C’est marrant, ça. Ils disent qu’ils dureront plus longtemps que moi. S’ils restent et si nos relations s’apaisent, grand bien leur fasse. Mais s’ils devaient partir, il faudrait travailler pour gérer la suite. En tout cas, je n’ai jamais imaginé une quelconque conspiration. J’ai autre chose à faire.

 » Commencer le nouveau stade dans deux ou trois ans et raser le Mambourg « 

On attend l’avis du Conseil d’Etat à propos du démontage éventuel d’une partie du stade : vous êtes stressée ?

Nous gérerons quand la décision tombera. Si le verdict est douloureux, nous ferons face. Une fois de plus, nous devrons assumer une responsabilité historique… Une nouvelle sale trace du passé politique carolo. Nous commençons à avoir l’habitude. En tout cas, je ne peux pas en vouloir aux riverains qui se battent depuis autant d’années. Pour eux, il y a eu un avant-EURO 2000 et un après-EURO.

Où en êtes-vous dans le dossier du nouveau stade ?

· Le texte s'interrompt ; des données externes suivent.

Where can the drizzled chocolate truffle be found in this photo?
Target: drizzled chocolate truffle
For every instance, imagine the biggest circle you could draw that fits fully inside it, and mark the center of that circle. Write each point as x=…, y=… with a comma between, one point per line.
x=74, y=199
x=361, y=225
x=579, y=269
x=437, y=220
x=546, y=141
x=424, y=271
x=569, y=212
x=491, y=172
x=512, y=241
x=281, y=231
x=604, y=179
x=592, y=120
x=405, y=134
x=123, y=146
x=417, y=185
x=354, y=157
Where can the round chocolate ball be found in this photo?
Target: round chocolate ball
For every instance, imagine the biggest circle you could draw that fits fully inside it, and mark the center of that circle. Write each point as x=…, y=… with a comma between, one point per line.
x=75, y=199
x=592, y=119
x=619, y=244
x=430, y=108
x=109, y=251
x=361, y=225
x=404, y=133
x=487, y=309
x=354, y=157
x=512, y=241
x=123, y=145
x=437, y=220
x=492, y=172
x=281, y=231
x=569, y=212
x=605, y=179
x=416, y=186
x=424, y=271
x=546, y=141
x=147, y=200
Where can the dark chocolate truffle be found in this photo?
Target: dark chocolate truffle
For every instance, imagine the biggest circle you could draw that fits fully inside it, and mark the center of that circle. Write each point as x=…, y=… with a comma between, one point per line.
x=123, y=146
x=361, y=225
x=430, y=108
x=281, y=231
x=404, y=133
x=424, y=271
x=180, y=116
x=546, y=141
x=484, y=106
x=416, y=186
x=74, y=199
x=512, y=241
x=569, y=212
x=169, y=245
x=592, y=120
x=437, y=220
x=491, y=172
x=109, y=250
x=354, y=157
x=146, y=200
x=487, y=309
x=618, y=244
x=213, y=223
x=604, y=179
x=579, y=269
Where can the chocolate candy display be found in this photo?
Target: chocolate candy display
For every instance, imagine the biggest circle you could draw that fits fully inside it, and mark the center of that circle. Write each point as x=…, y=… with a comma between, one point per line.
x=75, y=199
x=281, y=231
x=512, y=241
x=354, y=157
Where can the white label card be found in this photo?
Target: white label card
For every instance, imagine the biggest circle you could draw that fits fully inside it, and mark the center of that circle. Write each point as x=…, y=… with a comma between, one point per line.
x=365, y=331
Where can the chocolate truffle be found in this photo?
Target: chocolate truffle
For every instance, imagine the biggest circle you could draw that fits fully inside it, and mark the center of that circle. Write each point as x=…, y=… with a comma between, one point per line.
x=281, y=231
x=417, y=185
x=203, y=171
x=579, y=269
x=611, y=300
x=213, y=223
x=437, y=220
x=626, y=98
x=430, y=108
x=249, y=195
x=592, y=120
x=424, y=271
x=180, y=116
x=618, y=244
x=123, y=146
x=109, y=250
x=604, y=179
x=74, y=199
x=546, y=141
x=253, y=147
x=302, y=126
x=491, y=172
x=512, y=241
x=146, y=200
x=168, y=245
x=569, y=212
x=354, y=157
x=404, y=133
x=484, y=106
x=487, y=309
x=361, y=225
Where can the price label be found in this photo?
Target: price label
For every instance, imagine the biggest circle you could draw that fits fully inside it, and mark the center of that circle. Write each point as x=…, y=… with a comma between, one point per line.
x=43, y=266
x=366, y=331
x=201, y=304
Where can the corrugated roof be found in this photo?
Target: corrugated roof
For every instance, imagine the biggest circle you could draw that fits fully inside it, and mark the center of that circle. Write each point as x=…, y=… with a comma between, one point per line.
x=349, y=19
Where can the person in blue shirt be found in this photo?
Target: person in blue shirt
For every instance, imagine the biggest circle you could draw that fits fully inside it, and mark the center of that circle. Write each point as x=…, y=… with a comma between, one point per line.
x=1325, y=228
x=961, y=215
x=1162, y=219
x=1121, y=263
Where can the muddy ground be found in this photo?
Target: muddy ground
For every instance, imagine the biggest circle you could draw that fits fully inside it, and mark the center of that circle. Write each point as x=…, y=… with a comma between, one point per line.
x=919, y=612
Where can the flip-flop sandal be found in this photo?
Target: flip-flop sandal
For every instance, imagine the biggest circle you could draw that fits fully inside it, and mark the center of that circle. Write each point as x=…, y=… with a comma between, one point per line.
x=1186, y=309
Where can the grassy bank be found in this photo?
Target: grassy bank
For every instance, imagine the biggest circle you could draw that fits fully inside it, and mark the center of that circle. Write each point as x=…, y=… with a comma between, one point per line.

La prochaine étape, c’est l’étude de faisabilité pour les trois sites possibles : Gosselies, Trévieusart et Marchienne. Nous avons en tête un stade implanté sur un terrain communal mais financé par des investisseurs privés qui retrouveront leurs billes via les espaces commerciaux qui y seront aménagés. Nous imaginons un vrai complexe dédié au sport, il n’y aurait donc pas seulement un terrain de football. Et ce sera un stade écologique, avec utilisation du photovoltaïque et un gros travail sur la récupération des énergies. Tout est en route, et si ce stade pouvait commencer à pousser dans les deux ou trois ans, je serais très contente.

Que deviendra le Mambourg ?

Il sera rasé et on y construira des logements. Des projets existent déjà.